Sadler et Croken affirment tous deux avoir constaté une demande croissante de lecteurs sensibles parmi les écrivains et les éditeurs au Canada ces dernières années, dans le contexte de ce que Sadler appelle « une plus grande volonté de comprendre comment les représentations culturelles des communautés marginalisées affectent les personnes marginalisées ».

Mais lire avec sensibilité n’est pas encore une démarche spécifique dans les maisons d’édition françaises, selon Julien Bisson, journaliste littéraire et rédacteur en chef du magazine parisien Le 1.

Bien que la lecture sensible ait suscité un débat en France, le concept fondamental n’est pas étranger, a déclaré Bisson, car les éditeurs ont cherché à « s’assurer que les auteurs n’écrivent rien » et les auteurs demandent régulièrement conseil à des experts dans leur domaine. pas familier.
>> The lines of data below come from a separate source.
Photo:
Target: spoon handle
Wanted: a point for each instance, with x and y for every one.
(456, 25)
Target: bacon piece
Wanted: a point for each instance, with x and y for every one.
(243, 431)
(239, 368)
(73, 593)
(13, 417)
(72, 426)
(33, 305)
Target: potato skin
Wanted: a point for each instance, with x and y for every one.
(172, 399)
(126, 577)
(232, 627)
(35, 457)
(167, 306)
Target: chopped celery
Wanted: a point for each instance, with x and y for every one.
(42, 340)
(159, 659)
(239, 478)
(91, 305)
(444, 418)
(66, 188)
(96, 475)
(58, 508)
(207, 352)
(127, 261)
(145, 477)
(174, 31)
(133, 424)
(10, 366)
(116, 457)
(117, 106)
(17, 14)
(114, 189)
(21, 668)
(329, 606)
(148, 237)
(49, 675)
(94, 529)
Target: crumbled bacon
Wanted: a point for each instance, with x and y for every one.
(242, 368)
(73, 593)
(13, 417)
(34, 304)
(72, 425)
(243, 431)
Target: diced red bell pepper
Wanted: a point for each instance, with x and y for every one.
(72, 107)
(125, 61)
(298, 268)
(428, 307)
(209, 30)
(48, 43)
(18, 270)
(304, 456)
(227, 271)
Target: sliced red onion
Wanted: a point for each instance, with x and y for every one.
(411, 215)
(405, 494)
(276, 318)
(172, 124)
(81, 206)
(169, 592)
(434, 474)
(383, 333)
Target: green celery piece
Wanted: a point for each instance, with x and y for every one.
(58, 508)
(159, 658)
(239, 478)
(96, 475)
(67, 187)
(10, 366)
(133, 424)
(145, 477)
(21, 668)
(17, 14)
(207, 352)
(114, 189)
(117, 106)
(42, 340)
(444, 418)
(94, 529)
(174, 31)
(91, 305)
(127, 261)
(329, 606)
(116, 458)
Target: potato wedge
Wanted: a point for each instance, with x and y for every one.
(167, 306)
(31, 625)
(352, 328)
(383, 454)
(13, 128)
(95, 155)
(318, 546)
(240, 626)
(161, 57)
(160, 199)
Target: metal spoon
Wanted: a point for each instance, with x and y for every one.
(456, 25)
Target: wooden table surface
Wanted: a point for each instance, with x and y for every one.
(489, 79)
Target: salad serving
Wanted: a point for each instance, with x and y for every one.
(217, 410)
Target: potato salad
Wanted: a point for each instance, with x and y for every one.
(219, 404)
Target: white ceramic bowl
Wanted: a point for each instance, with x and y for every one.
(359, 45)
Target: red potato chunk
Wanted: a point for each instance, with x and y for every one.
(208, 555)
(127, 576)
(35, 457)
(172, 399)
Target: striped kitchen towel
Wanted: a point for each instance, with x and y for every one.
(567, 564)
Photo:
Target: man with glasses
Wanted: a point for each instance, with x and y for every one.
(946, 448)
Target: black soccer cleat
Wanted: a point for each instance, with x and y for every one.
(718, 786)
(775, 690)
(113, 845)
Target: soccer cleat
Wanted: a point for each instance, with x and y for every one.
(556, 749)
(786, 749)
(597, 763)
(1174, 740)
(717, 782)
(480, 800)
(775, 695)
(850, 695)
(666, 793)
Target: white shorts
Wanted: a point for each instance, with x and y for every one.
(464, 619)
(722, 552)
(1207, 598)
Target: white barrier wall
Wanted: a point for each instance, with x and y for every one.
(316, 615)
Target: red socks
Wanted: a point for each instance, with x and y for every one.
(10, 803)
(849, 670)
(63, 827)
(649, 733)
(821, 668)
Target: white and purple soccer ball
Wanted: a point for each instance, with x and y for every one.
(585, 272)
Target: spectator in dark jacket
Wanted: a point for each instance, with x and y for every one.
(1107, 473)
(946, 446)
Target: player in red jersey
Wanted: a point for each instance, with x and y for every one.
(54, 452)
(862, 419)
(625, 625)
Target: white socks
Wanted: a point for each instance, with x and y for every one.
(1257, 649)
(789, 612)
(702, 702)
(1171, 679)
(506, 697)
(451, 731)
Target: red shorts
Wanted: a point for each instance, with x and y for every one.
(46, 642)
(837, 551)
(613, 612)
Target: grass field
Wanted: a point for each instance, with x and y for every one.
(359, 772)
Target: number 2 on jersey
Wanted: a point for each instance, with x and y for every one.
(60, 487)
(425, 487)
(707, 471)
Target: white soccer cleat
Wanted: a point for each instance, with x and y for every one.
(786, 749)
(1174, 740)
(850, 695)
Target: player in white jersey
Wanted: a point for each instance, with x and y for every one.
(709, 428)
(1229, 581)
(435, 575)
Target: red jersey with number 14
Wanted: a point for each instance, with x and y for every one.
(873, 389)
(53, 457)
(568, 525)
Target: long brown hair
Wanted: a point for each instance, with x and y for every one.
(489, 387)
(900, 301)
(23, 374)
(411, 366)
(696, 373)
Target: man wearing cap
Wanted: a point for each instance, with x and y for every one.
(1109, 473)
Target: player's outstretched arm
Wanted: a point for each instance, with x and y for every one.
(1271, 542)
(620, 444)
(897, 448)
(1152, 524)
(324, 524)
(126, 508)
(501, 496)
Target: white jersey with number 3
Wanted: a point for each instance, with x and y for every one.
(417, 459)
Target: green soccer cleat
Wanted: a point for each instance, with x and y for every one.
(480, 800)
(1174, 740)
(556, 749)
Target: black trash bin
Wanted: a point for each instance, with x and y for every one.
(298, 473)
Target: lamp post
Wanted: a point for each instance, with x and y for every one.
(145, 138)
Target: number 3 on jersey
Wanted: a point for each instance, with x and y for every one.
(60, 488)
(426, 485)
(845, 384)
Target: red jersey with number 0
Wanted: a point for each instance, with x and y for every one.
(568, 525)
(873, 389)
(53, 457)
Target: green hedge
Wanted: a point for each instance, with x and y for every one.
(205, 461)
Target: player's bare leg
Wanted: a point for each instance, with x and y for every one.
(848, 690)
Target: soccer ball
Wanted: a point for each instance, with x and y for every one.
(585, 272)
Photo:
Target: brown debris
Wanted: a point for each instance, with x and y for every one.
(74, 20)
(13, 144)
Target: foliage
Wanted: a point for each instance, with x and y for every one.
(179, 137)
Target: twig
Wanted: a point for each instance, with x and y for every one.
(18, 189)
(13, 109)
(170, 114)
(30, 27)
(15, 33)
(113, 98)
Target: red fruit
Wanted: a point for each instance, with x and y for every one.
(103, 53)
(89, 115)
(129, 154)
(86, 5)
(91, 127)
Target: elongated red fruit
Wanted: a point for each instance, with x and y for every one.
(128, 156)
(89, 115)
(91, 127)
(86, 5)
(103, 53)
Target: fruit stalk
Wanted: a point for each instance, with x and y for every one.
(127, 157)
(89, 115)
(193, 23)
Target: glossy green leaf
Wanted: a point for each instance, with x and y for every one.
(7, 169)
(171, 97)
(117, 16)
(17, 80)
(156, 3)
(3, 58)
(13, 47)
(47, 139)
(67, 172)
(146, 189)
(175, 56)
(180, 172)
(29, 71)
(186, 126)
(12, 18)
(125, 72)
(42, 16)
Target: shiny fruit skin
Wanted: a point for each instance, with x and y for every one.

Bisson ne pense pas que le débat autour du roman de Lambert affectera ses chances de devenir finaliste du Goncourt ou de remporter le prix tant convoité le 7 novembre.

Mais il pense que la victoire de Lambert peut poursuivre le débat sur la sensibilité à la lecture en France.

« Bien sûr, dit-il, si Kevin Lambert revendique le Goncourt, cela amènera une réflexion plus approfondie sur cette question. »

Ce rapport de La Presse Canadienne a été publié pour la première fois le 25 septembre 2023.